Lincoln’s public and private words encouraged progressives abroad to cast him as the embodiment of democratic freedom and modernity. His cruel death prompted a worldwide outpouring of grief. In Europe, grown men wept in the streets. The U.S. State Department was overwhelmed by a blizzard of tributes from every continent.
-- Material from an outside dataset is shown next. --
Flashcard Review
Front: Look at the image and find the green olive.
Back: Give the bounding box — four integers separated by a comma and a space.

Foreign biographies suggest the extent of Lincoln’s global reach. By 1900, he had become the subject of mostly admiring works published in German, French, Dutch, Italian, Portuguese, Greek, Spanish, Danish, Welsh, Hebrew, Russian, Norwegian, Finnish, Turkish, Swedish, and Japanese. Over the next quarter century, the list grew to include titles in Polish, Chinese, Czech, Arabic, Hungarian, Persian, Slovak, Armenian, and Korean. Variously seen as emancipator, nation builder, defender of representative government, and self-made man, Lincoln was a worldwide hero.